Because  general  control  reflects  a  personality trait,  it  may  manifest  to  different  behaviors  for different  people  via  specific  self-efficacy  beliefs. For example, some people high in general control will  also  have  high  sport  self-efficacy,  while  others might have high music self-efficacy or culinary self-efficacy.  In  studies  simultaneously  examining self-efficacy  and  general  control  beliefs  for  their relationships  to  outcomes,  self-efficacy  is  the stronger predictor of behavior. General control, on the other hand, is not consistently associated with sport and exercise outcomes. Thus, specific control beliefs and self-efficacy is associated with specific behaviors  and  should  be  bolstered  in  individuals who want to enhance sport and exercise practices.

While  self-efficacy  beliefs  impact  behavior, behavior  also  impacts  self-efficacy.  Experiencing a success in a particular skill domain is considered a  mastery  experience,  which  boosts  people’s  confidence  in  their  abilities  in  that  domain.  On  the other  hand,  experiencing  a  failure  in  a  particular skill domain undermines confidence. In accordance with  Albert  Bandura’s  social  cognitive  theory (SCT), research on sport and exercise shows that specific mastery experiences build self-efficacy and that  self-efficacy  predicts  concurrent  and  future successful behavior. Thus, mastery experiences and self-efficacy share a reciprocal relationship.

On the basis of research and theory describing control beliefs and mastery, the most effective way to  bolster  sport  and  exercise  behavior  is  to  elicit successful  mastery  experiences  by  setting  achievable  and  efficacious  goals.  Achievable  goals  are developed  by  identifying  and  targeting  behaviors that  are  amenable  to  change  and  setting  small, realistic  goals.  Furthermore,  behavior  should  be monitored to ensure that the agent’s actions actually  cause  the  outcomes,  thus  aligning  subjective control  with  objective  control  and  ensuring  that goals  are  efficacious.  These  mastery  experiences build self-efficacy beliefs, which then make future success more likely.

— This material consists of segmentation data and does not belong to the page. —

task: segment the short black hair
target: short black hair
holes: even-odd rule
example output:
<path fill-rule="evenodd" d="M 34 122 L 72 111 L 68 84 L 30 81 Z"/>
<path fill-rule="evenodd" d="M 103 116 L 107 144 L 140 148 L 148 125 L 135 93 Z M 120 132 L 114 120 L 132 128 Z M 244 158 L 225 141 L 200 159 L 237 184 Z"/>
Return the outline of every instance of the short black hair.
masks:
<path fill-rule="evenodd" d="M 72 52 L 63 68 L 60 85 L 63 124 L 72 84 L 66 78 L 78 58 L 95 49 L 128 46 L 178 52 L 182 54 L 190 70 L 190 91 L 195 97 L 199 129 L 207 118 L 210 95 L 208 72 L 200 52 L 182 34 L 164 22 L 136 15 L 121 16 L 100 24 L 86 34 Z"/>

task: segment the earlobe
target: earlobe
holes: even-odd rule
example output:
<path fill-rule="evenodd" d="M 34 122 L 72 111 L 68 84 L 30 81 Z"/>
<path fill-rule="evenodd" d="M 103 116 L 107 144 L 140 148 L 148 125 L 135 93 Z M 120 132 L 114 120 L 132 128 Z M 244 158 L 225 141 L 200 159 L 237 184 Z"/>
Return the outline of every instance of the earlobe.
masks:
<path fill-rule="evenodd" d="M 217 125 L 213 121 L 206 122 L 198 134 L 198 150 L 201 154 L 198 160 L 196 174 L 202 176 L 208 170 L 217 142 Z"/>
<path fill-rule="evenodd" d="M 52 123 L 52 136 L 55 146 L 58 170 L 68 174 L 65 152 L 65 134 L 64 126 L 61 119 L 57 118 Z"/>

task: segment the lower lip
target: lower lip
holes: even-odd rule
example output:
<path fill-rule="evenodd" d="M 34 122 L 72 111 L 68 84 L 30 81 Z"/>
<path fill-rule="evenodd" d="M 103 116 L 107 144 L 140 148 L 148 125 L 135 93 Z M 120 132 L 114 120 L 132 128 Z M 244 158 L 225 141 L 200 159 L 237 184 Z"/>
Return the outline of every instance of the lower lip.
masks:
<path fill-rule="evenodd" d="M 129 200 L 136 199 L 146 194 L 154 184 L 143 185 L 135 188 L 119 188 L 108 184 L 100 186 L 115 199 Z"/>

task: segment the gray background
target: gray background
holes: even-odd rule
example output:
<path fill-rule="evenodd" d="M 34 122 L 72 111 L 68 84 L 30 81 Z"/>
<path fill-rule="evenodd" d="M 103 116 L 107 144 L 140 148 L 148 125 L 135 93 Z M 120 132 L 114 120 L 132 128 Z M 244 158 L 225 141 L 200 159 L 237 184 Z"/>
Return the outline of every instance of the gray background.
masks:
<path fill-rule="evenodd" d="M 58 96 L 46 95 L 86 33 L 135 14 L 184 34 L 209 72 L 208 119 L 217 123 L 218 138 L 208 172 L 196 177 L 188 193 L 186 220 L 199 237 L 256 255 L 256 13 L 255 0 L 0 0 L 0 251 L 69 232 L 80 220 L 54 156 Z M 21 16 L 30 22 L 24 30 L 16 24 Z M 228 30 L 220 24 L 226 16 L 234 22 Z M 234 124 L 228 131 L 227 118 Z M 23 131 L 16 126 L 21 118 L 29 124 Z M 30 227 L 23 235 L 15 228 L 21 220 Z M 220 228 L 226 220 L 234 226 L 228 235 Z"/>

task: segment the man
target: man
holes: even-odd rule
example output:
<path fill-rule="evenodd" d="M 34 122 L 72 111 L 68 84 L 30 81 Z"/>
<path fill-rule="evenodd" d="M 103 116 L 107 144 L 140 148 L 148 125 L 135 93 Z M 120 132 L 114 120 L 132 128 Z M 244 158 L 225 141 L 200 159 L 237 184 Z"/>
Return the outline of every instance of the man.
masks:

Furthermore, if sport and exercise  are  areas  of  functioning  that  are  particularly meaningful to the individual attempting to change his or her behavior, these mastery experiences and self-efficacy  beliefs  will  bolster  their  global  sense of control. Thus, sport and exercise behavior have potential   implications   for   enhancing   multiple domains of functioning.

References:

  1. Bandura, A. (1997). Self efficacy: The exercise of control.New York: W. H. Freeman.
  2. Skinner, E. A. (1996). A guide to constructs of control.Personality Processes and Individual Differences, 71,549–570.